Was denken Sie, woran liegt das?

Ich bin kein Experte, aber ich denke, das hat damit zu tun, dass wir uns so schlecht ernähren. Ich will Ihnen ein Beispiel geben: In einer Aufnahme einer Bach-Kantate von Gustav Leonhardt singt der Knabensopran Sebastian Henning aus dem Knabenchor Hannover. Er ist der Sohn des damaligen Dirigenten des Chores. Er hatte angefangen zu singen, als er elf war, aber es dauerte dann noch zwei, drei Jahre, bis er richtig angefangen hat zu musizieren – aber dann war es wirklich außergewöhnlich. Wenn man dann denkt, dass es zu Bachs Zeiten Knaben gab, die bis 20 im Sopran singen konnten – Naja, jedenfalls habe ich den Dirigenten des Chors aus Hannover gefragt, was er wohl denke, warum die Stimme seines Sohnes überdurchschnittlich lange hoch blieb. Er meinte, das läge wohl daran, dass sie sich zu Hause makrobiotisch ernährten. Leute, die weniger Big Macs essen, oder sich vegan ernähren … es sollte mehr Forschung dazu geben, um zu sehen, ob das hilft.

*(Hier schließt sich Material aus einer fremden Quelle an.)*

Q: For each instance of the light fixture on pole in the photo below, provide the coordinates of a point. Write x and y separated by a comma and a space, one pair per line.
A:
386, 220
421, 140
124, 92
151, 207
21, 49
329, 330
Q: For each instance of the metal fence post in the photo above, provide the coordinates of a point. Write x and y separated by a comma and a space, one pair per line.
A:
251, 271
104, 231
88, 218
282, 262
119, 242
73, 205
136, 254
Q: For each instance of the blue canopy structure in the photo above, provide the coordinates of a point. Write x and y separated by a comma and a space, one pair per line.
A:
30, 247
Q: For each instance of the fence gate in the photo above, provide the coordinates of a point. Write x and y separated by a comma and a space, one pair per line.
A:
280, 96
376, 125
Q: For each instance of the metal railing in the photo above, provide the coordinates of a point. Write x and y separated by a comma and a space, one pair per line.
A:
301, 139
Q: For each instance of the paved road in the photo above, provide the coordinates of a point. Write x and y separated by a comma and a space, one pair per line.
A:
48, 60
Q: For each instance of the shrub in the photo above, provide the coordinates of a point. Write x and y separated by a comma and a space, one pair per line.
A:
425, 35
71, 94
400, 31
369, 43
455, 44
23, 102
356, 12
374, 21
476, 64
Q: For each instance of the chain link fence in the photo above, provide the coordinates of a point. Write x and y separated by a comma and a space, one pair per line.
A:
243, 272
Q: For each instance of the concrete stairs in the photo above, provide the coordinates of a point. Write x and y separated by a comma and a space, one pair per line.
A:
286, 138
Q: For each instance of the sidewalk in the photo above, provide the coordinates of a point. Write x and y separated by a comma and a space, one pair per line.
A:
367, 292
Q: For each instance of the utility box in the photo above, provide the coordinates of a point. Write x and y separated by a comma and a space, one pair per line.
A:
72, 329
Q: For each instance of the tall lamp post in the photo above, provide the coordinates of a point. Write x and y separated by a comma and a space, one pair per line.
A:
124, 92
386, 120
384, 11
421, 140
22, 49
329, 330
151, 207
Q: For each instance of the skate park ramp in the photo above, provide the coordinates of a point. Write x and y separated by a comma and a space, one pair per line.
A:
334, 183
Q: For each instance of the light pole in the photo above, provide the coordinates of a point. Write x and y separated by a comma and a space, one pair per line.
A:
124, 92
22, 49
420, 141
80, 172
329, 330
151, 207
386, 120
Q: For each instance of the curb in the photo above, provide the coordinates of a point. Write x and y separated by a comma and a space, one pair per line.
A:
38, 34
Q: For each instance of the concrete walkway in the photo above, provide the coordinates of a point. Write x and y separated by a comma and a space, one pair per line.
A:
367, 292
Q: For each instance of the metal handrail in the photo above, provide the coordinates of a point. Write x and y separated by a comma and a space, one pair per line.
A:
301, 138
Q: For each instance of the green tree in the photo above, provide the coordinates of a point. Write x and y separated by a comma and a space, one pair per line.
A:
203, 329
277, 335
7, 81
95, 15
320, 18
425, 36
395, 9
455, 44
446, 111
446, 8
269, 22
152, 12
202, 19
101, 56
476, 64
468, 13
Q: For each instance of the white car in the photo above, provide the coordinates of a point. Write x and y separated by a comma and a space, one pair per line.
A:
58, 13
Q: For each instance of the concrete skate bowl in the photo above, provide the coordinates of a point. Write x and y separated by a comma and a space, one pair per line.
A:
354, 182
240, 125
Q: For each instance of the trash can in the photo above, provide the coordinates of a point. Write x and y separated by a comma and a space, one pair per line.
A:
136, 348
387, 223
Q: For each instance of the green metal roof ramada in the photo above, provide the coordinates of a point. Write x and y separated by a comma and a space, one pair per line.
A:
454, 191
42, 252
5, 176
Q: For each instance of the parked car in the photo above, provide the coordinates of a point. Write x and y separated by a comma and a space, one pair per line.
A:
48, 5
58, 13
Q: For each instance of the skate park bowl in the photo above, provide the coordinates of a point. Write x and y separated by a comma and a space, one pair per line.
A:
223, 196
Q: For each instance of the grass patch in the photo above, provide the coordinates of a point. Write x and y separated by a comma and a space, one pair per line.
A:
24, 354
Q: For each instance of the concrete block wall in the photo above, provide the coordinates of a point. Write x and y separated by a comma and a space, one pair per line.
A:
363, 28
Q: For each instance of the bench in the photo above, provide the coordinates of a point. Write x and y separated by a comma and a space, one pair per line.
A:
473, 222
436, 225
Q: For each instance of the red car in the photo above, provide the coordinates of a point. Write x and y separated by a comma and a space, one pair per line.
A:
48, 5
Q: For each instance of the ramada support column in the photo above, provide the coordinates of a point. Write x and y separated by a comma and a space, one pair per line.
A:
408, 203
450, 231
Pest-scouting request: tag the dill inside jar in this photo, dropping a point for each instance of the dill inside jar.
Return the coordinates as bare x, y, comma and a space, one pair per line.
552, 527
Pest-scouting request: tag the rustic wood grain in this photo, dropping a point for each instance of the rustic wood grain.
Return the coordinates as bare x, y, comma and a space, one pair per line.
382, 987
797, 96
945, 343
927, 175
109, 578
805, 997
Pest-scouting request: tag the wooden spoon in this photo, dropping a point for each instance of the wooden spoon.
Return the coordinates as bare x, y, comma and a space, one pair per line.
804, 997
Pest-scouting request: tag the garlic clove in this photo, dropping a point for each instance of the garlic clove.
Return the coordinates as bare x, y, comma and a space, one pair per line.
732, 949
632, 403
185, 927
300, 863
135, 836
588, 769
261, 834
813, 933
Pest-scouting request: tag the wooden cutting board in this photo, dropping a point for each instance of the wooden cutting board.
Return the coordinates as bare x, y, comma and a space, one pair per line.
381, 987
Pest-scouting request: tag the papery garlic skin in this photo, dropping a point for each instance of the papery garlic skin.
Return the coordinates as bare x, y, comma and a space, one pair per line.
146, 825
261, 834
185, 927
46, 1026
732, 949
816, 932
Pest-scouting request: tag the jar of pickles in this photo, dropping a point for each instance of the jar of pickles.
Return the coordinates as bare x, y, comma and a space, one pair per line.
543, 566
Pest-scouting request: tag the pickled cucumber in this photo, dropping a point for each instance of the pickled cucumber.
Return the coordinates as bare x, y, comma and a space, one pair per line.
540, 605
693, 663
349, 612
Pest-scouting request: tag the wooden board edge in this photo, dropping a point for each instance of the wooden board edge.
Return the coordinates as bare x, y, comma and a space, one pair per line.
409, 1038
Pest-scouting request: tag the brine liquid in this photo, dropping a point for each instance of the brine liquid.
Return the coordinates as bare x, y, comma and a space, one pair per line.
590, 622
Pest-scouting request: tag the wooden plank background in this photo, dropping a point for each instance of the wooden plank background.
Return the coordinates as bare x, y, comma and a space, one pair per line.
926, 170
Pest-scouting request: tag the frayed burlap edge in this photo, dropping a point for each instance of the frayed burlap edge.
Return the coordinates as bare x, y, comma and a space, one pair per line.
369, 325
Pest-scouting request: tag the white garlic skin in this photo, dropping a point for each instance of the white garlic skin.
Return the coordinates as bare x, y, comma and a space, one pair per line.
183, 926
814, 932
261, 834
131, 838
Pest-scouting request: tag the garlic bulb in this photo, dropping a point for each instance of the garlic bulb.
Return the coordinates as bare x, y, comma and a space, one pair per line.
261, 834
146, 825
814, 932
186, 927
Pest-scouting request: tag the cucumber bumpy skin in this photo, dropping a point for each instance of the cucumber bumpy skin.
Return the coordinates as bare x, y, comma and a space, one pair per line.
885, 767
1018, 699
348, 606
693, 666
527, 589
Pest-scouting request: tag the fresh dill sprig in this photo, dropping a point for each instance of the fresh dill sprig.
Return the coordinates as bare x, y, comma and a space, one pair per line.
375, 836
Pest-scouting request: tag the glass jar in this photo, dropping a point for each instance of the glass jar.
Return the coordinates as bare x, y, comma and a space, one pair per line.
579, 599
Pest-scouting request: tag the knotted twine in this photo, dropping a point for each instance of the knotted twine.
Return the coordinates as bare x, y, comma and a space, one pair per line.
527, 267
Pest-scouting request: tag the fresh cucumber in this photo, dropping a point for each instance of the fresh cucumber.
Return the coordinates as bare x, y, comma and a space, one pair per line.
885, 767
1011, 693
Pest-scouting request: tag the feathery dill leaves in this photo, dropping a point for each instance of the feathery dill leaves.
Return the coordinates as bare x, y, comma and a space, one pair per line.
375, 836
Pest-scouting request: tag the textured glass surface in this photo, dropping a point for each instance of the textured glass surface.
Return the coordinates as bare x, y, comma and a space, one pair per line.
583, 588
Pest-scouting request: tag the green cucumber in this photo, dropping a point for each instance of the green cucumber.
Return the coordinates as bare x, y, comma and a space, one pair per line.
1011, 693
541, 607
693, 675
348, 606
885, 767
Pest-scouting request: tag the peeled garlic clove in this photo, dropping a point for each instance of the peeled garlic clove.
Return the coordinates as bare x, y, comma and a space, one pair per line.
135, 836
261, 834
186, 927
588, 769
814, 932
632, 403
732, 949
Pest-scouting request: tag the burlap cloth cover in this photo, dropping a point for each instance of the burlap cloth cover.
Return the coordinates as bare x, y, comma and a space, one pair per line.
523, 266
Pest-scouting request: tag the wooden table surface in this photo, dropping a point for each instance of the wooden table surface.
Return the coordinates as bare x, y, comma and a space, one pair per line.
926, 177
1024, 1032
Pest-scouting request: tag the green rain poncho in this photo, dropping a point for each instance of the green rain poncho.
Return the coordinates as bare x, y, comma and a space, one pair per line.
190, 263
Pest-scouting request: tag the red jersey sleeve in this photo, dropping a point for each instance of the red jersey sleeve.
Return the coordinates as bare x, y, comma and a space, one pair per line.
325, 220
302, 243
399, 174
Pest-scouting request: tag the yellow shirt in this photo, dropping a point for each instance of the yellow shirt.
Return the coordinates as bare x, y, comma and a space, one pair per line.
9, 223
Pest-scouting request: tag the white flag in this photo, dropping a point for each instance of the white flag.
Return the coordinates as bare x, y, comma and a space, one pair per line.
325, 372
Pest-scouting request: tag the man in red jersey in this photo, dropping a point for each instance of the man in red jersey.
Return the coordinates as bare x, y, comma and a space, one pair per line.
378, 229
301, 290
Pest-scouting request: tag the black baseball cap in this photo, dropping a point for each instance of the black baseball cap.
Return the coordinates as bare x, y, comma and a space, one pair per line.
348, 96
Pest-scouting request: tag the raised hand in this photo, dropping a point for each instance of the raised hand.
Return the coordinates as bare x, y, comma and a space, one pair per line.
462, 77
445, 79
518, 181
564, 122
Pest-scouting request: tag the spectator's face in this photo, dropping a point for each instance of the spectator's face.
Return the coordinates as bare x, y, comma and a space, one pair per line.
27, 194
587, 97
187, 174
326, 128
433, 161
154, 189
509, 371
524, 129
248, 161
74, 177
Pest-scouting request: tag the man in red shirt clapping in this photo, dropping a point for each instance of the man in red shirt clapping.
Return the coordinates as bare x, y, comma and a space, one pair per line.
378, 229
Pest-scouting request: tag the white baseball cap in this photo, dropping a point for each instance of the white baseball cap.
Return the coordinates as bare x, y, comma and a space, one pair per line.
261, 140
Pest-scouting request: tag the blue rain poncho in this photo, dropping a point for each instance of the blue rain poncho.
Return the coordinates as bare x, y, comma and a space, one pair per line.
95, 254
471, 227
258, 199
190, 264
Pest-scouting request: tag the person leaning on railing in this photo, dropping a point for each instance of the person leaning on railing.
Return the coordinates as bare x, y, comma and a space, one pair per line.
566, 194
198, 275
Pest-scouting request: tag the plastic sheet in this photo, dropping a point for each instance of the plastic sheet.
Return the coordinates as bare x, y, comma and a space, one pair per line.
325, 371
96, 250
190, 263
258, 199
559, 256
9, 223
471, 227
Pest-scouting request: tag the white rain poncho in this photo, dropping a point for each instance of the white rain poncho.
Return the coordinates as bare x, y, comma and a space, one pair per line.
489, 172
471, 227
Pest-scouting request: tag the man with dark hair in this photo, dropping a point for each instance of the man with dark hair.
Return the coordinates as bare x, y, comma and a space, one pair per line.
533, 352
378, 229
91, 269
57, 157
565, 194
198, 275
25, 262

Ein Präludium von Buxtehude in mitteltöniger Stimmung, gespielt von Koopman.

Was entdecken Sie zurzeit sonst noch?

In der Nachtwachen-Kantate von Buxtehude gibt es Oboen. Zur damaligen Zeit gab es keine hohen Oboen, also waren das transponierende Instrumente, normalerweise ungefähr a=415 Hz. Solche Instrumente müssten in dieser Kantate eigentlich verstimmt klingen. Ich glaube, das sollen betrunkene Nachtwächter sein, die auf der Straße die Dorfbewohner anbrüllen, dass sie um 10 Uhr ihre Gebete sprechen sollen und dann um 11 Uhr ins Bett gehen. Sie spielen einen Choral … und ich glaube, dass man es bei so lauten und hohen Stellen damals gar nicht erst versucht hat, sie zu korrigieren.

In anderen Interviews haben Sie gesagt, dass Sie ›nicht weiter gehen würden‹ als bis zu bestimmten Komponisten der Musikgeschichte. Darunter waren zuletzt etwa Brahms und Schumann. An welchem Punkt stehen Sie jetzt gerade?

Schumann ist immer noch der jüngste – mit einer Ausnahme: Manchmal machen wir mit meinem Chor die Zigeunerlieder von Brahms. Das ist eine so menschliche, universelle Sprache, dass ich mir dabei keine Gedanken mache. Aber auch Schumann ist schon spät für mich. Ich habe ein paar Mal sein Requiem gemacht. Das ist bewegende Musik, aber sie bringt mich komplett aus meiner Komfortzone. Und auch dann habe ich das Orchester gebeten, nicht zu viel Vibrato zu machen.

Ich hatte einmal einen Vertrag unterschrieben, das Orgelwerk von César Franck aufzunehmen. Das ist dann nie passiert, aber es war immer ein Traum von mir. Ich habe oft das Gefühl, dass Organisten romantische Musik weniger romantisch spielen, als ich Barockmusik spiele. Wer hat Recht? Vielleicht gibt es kein richtig oder falsch? ¶

Jeffrey Arlo Brown

...ist seit 2015 Redakteur bei VAN. Seine Texte sind auch in Slate, The Baffler, The Outline, The Calvert Journal und Electric Lit erschienen. Er lebt in Berlin.